Glad your enjoying it! If anyone has brewed it lemme know how your results were
 
Drinking the beer as I speak. Nice color and the busicuit flavor comes threw with a sweeter after taste. It's diffinetly not as light as sleemans but turned out to be a nice ale

I see the jumping jack in the background! :mug: great beer!
 
Hate to be a newb and re bring this post up again! But... Just wondering if this a 5 gallon batch? Do you have how much water you started with and all that jazz? thanks in advance.
 
Yes its for 5gal batch. I usually use anywhere from 1.25-1.5gal/lb when mashing. Let me know how it turns out for you
 
Use 1.25qt of water for each poinds of grain the recipe calls for. Mash with that water and use more water to sparge, until you get 6.5gal of water in your kettle (depending on your setup)
 
thanks for the info fellas!!! Im guessing you were fermenting at 68 F? Did you use a whirlfloc tablet at all? Or is that for lighter ales only? Thanks in advance

Also.. what are you looking for specific gravity before and after fermentation??
 
Make sure to use 1.25-1.5 QUARTS (not gallons) of water to mash ;)
Yes, 68F is ideal although you can go a few degrees higher or lower.
Whirfloc tablet is like Irish Moss. You can use it but not necessary (it only helps with beer clarity). I encourage you to search on this forum for this topic :)

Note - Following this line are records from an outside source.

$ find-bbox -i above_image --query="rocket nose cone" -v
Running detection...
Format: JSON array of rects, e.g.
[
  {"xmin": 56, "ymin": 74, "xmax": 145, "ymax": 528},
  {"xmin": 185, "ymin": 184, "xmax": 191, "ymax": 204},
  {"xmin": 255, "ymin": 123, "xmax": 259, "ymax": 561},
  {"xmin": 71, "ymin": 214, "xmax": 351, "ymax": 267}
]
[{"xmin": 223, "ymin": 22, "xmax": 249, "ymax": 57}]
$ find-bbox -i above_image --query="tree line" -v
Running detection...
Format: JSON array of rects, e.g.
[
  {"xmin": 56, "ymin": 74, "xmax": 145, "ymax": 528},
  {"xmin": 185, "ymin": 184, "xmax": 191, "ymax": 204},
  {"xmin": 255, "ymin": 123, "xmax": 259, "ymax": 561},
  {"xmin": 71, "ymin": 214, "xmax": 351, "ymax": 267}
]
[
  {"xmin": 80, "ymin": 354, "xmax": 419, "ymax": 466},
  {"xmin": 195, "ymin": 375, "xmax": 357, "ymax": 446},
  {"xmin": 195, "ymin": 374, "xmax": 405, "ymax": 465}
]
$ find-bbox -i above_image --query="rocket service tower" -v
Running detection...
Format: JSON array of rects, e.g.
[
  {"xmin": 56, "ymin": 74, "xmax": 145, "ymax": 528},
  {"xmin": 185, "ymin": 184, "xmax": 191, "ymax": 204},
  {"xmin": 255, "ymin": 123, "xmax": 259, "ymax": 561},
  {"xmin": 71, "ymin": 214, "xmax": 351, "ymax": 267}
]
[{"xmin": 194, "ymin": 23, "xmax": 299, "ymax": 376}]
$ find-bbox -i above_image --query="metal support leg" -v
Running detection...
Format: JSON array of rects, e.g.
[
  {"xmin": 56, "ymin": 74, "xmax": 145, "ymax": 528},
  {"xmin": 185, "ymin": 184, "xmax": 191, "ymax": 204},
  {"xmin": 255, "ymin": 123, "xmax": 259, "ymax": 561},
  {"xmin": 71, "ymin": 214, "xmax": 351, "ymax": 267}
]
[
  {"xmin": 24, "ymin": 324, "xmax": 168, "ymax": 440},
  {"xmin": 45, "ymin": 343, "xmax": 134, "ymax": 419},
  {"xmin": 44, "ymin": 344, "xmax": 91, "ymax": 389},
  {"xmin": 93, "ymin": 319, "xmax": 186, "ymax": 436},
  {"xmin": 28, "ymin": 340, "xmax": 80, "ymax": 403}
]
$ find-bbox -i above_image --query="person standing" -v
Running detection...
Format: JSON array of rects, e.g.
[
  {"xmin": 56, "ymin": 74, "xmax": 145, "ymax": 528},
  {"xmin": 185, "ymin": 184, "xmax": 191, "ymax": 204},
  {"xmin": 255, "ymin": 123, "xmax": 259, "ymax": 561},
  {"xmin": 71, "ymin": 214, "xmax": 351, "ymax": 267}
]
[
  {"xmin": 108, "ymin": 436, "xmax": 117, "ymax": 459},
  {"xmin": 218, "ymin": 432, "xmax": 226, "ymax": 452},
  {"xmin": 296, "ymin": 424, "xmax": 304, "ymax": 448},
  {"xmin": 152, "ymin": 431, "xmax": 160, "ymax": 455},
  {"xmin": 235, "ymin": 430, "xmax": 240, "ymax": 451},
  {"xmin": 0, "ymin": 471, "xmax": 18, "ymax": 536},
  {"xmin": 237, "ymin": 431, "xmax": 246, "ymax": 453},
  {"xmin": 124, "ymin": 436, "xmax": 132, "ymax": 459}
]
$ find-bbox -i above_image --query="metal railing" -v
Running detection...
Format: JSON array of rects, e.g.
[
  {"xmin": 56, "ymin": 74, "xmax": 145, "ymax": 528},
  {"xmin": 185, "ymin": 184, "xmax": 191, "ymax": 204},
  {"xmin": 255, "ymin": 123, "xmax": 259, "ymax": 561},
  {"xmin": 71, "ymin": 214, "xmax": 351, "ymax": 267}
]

I recommend you get a brewing software (BeerSmith, Brewer's friend, etc) for all the rest of the information that is specific to each recipe. You will be able to input ingredients and create a recipe, and the software will give you all you need to know to brew it (FG, OG, IBU, SRM, Quantity and temperature of mash water, mashout water, sparge water, etc etc etc. It will take you a moment to be completely familiarize yourself with it, but its an important tool for any homebrewer :)

Don't worry, we were once all new to the hobby. Cheers!
 
Jojacques.. Thanks for the info!! i have beer smith.. just havent played around with adding my own recipes yet.. thought it was a lot scarier then that!! I will play around with it! thanks again for the help guys!
 
Ya i just fermented at room temperature of my house. Its not super picky, s-05 is great. Only time you should worry about temp is if you want certain flavors from the yeast. I cant remember what my gravity readings are, if you use a desktop i think it will say at top of recipe. My abv was about 5%, if you plug the ingredients into beersmith it should give you all of that
 
I have a lb of brown malt that I'm not sure what to do with... what would you say about this recipe. Has anyone brewed anything close to this?

8# 2row
1# honey malt
1# brown malt

152 for 60mins

sytrian goldings @ 60mins (only hop i have on hand that would be mild)

us-05
 
I have a lb of brown malt that I'm not sure what to do with... what would you say about this recipe. Has anyone brewed anything close to this?

8# 2row
1# honey malt
1# brown malt

152 for 60mins

sytrian goldings @ 60mins (only hop i have on hand that would be mild)

us-05

That would be fine. Only ingredient i wouldnt exclude is the honey malt
 
Adding to my brew list, might split it into to 2.5 gallon batches and ferment one with US-05 and the second with 34/70 as a warm lager.
 
Finally got around to brewing this. Followed the recipe as is. Very nice and tasty.